Between meetings and conferences, between working nine to five or planning your marketing strategy for your next entrepreneurial endeavor, the stress of it all will quickly start to mount up in a cumulative build-up that, if you’re not careful, will eventually get the better of you.

Being tough is all very well, sure, but unfortunately, that’s not actually how stress works. Stress is like water building up inside a container. It doesn’t matter how strong the container is; if the water keeps building and it isn’t released at any point, then eventually, it will overflow. As such, get yourself a spa day! It’ll help; science says so.

Cortisol

Cortisol is a stress hormone, along with adrenaline, triggered in response to a threat, regardless of whether that threat is physical or statutory. Cortisol is very important as part of any animal’s survival instincts, as it helps to heighten things like sensory perception, reflex time, and mental alertness. However, like any emergency device, it is not supposed to just be left on all the time.

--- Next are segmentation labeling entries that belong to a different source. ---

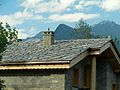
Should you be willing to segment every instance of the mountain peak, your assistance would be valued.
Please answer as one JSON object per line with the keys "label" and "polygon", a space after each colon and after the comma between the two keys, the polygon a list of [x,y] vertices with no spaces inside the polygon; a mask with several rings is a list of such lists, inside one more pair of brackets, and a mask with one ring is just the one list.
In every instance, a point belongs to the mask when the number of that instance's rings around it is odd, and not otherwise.
{"label": "mountain peak", "polygon": [[114,21],[110,21],[110,20],[103,20],[101,21],[99,24],[116,24]]}

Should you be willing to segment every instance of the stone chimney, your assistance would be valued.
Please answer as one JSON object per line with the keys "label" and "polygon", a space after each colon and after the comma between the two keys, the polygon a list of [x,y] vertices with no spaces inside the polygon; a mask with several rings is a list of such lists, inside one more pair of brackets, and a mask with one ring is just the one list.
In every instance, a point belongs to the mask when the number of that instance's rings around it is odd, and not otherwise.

Chronic stress, manifesting in a cumulative build-up of cortisol, comes with serious adverse effects both on a physiological and a cognitive level, leading to all sorts of health complications ranging from cardiovascular diseases, weakening of the immune system, or mental health disorders. However, there are empirically verifiable ways to reduce a substantial build-up of cortisol.

Thermal Treatments

Exposure to extreme heat or cold can have beneficial effects on the release of endorphins in a number of different ways. Saunas, for example, work by drastically reducing the humidity of a room so that one can safely enter it at temperatures in excess of 100 degrees Celsius (212 Fahrenheit) for between 10 minutes to half an hour at a time. The intense dry heat opens the pores of the skin and triggers the sweat glands, flushing out biotoxins trapped within and relaxing muscle tissue throughout the body.

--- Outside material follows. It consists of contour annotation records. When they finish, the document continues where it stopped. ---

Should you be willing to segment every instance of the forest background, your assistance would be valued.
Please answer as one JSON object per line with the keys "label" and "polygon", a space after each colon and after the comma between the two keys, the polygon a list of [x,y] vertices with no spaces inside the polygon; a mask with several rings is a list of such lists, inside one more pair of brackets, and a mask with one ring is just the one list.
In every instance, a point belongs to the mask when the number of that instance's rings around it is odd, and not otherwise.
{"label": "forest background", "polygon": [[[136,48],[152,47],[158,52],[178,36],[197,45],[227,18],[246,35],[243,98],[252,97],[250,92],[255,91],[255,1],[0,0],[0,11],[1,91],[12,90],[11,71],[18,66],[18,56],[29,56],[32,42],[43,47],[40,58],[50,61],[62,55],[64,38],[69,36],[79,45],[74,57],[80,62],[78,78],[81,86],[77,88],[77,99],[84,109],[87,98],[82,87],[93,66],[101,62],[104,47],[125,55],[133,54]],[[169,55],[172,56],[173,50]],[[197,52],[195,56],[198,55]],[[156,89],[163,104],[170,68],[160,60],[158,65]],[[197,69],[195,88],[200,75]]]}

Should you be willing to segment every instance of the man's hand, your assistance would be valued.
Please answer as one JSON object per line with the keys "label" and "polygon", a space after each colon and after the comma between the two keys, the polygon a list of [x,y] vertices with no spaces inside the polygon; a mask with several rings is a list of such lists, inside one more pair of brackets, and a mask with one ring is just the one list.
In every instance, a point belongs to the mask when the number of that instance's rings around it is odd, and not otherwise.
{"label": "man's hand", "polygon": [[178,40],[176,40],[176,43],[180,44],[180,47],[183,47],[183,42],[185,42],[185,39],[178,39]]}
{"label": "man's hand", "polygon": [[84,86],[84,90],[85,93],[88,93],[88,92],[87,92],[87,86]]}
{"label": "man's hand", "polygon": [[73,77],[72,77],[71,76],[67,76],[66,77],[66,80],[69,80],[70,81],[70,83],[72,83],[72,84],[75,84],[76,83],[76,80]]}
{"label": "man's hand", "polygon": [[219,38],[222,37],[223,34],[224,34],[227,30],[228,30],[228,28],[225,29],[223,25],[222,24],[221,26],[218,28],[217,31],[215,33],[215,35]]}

Steam rooms, which are technically cooler at around 45 degrees Celsius on average (113 Fahrenheit), but are extremely humid, have a similar effect on the muscles while also helping to clear congestion of the throat. Cryotherapies work the opposite way via exposure to extreme cold, leading to an enormous rush of endorphins and adrenaline. These either come in the form of ice baths, which lower the core temperature, and must, therefore, be treated with extreme caution, or liquid nitrogen chambers, created via a nitrogen generator, which target the temperature of the skin at below -120 Celsius (248 Fahrenheit). In fact, a nitrogen generator is used in a huge array of industries – not just therapies and healthcare.

Massages

Muscle tissue also responds to applied pressure. Physiotherapists train extensively to feel for and identify tension in the first three layers of muscle tissue and apply pressure to those areas very gradually or, in the case of deep tissue, very firmly. Again, heat can be used in the form of hot stones.

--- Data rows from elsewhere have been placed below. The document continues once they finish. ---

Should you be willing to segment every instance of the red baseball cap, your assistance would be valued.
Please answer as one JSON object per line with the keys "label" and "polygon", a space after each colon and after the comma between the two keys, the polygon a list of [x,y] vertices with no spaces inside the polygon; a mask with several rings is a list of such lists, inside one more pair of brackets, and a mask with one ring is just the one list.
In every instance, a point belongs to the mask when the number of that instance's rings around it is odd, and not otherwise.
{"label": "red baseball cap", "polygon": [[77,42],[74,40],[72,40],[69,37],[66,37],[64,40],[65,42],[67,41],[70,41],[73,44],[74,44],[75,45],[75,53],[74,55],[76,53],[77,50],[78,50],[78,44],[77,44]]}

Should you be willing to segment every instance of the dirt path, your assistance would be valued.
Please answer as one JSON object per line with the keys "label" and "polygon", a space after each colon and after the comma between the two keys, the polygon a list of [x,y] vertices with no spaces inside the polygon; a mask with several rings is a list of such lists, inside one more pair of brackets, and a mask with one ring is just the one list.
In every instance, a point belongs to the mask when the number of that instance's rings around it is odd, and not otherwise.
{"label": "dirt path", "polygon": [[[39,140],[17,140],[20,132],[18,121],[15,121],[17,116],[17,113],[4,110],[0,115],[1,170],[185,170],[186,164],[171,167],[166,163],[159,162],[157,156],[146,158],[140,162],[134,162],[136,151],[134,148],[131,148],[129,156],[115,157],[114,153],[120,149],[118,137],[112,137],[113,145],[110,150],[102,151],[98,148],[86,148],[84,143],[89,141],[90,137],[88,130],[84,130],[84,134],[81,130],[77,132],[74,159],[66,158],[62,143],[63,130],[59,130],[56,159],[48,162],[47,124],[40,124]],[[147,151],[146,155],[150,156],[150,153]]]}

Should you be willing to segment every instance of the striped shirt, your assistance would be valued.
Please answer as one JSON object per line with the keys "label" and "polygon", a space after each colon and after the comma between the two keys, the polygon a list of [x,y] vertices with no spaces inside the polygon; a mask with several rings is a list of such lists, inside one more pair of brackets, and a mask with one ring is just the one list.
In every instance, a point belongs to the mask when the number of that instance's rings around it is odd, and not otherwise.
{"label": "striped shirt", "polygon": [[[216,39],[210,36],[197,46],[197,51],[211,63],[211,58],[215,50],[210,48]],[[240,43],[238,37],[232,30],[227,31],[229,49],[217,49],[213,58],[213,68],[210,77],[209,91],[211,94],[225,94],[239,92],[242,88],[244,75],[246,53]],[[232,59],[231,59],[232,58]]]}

Skin-on-skin contact with another person is also a deeply intimate affair, and the closeness of this naturally triggers endorphins also, albeit some can find the experience a little intrusive. Unfortunately, massage therapy only deals with muscle pain and pain resulting from trapped nerves, like sciatica, which is a separate issue and not one that can be treated via the same principles of applied pressure.